A sample of patients is classified according to 1) the gender, 2) the treatment received and 3) the response to treatment. The result of experiment is the following:
sick not sick
MALES
drug A
200 300
drug B
50 50
FEMALES
drug A
50 100
drug B
200 370
Let $A=${the gender is male}$\rightarrow \mathbb{P}(A)=\frac{1}{2}$ and $A^c$={the gender is female}$\rightarrow \mathbb{P}(A^c)=1-\mathbb{P}(A)=\frac{1}{2}$. Let $H$={patient is treated with drug A} and $H^c$={patient is treated with drug B}. Then, let $G$={patient is sick} and $G^c$={patient is not sick}.

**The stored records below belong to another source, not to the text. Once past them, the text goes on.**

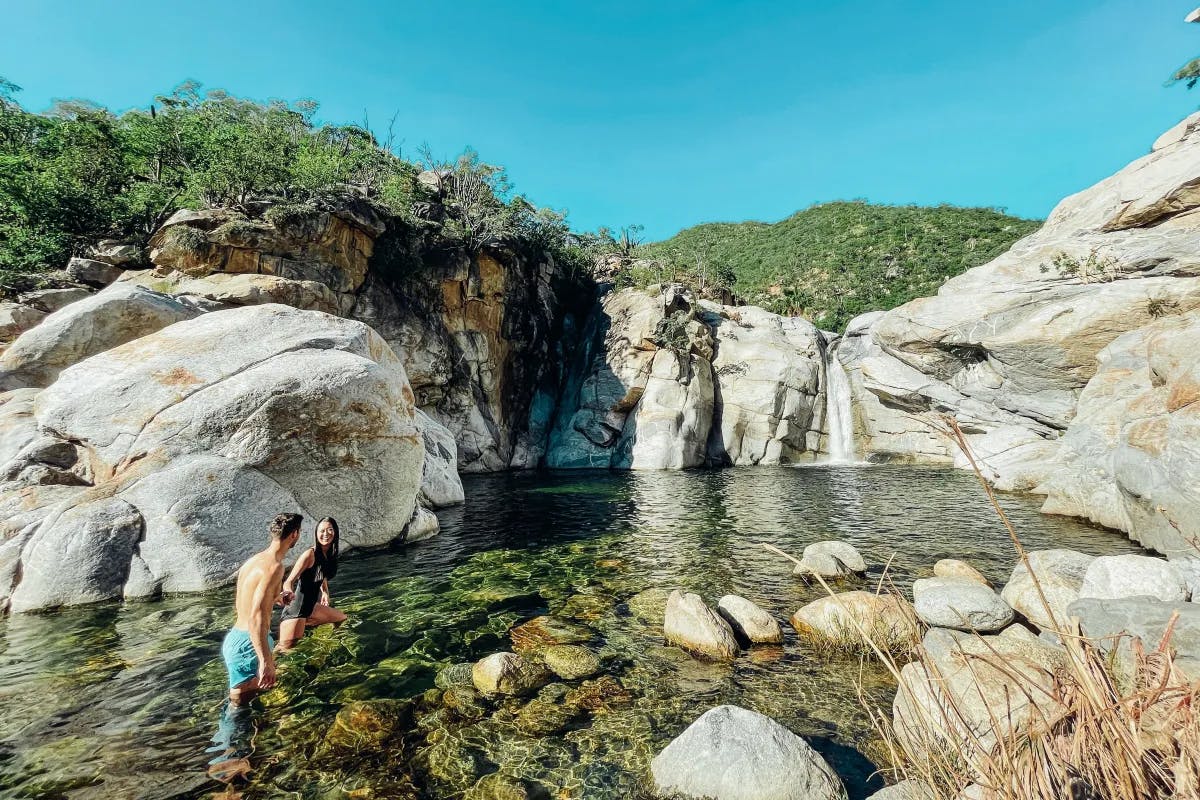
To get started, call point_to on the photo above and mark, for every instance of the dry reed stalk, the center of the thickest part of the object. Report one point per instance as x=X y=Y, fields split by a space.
x=1086 y=738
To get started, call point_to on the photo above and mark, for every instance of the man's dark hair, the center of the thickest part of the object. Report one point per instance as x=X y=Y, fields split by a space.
x=286 y=524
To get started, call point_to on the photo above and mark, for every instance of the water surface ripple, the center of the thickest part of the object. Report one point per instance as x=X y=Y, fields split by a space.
x=123 y=699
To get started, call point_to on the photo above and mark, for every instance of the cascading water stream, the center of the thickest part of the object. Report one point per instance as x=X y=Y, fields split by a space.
x=838 y=411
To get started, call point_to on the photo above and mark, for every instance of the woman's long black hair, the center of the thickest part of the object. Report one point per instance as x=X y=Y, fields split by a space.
x=328 y=564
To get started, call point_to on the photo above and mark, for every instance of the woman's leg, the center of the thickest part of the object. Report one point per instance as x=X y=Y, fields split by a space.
x=291 y=632
x=323 y=614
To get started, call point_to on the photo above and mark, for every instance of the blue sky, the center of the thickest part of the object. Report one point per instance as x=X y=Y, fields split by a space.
x=669 y=114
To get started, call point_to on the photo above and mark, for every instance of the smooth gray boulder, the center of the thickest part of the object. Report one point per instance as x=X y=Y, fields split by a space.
x=1113 y=621
x=1110 y=577
x=691 y=625
x=831 y=559
x=78 y=555
x=17 y=318
x=93 y=272
x=310 y=413
x=1061 y=576
x=957 y=569
x=749 y=621
x=52 y=300
x=960 y=603
x=732 y=753
x=102 y=322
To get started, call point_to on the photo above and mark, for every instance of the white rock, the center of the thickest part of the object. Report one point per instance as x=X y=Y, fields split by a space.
x=93 y=272
x=749 y=621
x=691 y=625
x=1110 y=577
x=831 y=559
x=960 y=603
x=731 y=753
x=105 y=320
x=1061 y=576
x=955 y=569
x=841 y=618
x=309 y=413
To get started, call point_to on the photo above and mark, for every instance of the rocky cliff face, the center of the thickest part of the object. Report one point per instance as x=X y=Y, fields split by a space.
x=665 y=382
x=1020 y=350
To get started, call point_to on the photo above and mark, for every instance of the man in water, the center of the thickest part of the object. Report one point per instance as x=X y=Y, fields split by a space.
x=249 y=644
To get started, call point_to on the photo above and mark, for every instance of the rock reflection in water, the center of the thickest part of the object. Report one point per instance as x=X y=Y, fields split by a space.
x=123 y=701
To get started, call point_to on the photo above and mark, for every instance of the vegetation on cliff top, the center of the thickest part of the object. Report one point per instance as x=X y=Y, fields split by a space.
x=835 y=260
x=79 y=173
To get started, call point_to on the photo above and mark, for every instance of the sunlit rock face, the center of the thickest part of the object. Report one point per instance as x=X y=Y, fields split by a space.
x=1044 y=355
x=665 y=382
x=156 y=465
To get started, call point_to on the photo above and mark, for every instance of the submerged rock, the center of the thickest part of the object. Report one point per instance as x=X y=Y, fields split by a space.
x=960 y=603
x=507 y=673
x=693 y=626
x=832 y=559
x=649 y=605
x=749 y=621
x=1060 y=573
x=570 y=661
x=544 y=631
x=731 y=753
x=504 y=787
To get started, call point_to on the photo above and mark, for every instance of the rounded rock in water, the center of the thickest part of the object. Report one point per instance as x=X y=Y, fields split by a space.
x=832 y=559
x=960 y=603
x=732 y=753
x=691 y=625
x=749 y=621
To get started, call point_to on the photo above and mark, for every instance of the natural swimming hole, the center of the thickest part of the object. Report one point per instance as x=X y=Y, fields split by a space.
x=124 y=699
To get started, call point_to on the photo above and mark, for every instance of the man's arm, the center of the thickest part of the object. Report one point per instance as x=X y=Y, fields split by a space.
x=259 y=624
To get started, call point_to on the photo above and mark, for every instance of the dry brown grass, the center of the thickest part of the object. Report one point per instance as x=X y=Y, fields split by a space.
x=1074 y=729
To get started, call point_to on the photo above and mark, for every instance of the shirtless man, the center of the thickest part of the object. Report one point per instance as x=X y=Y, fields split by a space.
x=247 y=647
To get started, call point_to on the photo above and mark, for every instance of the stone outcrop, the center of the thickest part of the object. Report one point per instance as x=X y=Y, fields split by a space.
x=1131 y=458
x=201 y=445
x=1065 y=360
x=665 y=382
x=120 y=313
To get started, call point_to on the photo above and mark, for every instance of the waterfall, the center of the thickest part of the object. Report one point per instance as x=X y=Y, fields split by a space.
x=839 y=417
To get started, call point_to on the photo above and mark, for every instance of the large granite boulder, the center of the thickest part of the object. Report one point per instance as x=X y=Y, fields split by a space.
x=120 y=313
x=693 y=626
x=1008 y=348
x=1131 y=576
x=1060 y=575
x=732 y=753
x=1131 y=458
x=1114 y=624
x=202 y=444
x=969 y=691
x=850 y=618
x=960 y=603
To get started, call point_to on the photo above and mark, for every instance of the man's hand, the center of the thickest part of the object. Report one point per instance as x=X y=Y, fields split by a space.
x=267 y=673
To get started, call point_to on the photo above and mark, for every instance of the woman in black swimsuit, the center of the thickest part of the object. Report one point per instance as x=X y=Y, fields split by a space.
x=309 y=603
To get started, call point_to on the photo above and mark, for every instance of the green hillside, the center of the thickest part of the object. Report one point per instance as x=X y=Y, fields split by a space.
x=835 y=260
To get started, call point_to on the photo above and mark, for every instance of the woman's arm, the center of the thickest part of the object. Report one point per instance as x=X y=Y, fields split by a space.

- 1) What is the probability to be sick after receiving the drug A for a male?
$\rightarrow \mathbb{P}(G|H\cap A)=\frac{\mathbb{P}(G\cap H\cap A)}{\mathbb{P}(H\cap A)}=\frac{\frac{200}{600}}{\mathbb{P}(A)\mathbb{P}(H|A)}=\frac{\frac{200}{600}}{\frac{1}{2}\cdot \frac{500}{600}}=0.799$
- 2) What is the probability to be sick after receiving the drug A for a female?
$\rightarrow \mathbb{P}(G|H\cap A^c)=\frac{\mathbb{P}(G\cap H\cap A^c)}{\mathbb{P}(H\cap A^c)}=\frac{\frac{50}{720}}{\mathbb{P}(A^c)\mathbb{P}(H|A^c)}=\frac{\frac{50}{720}}{\frac{1}{2}\cdot \frac{150}{720}}=0.666$
- 3) Considering the only males, do you recommend the drug A or B?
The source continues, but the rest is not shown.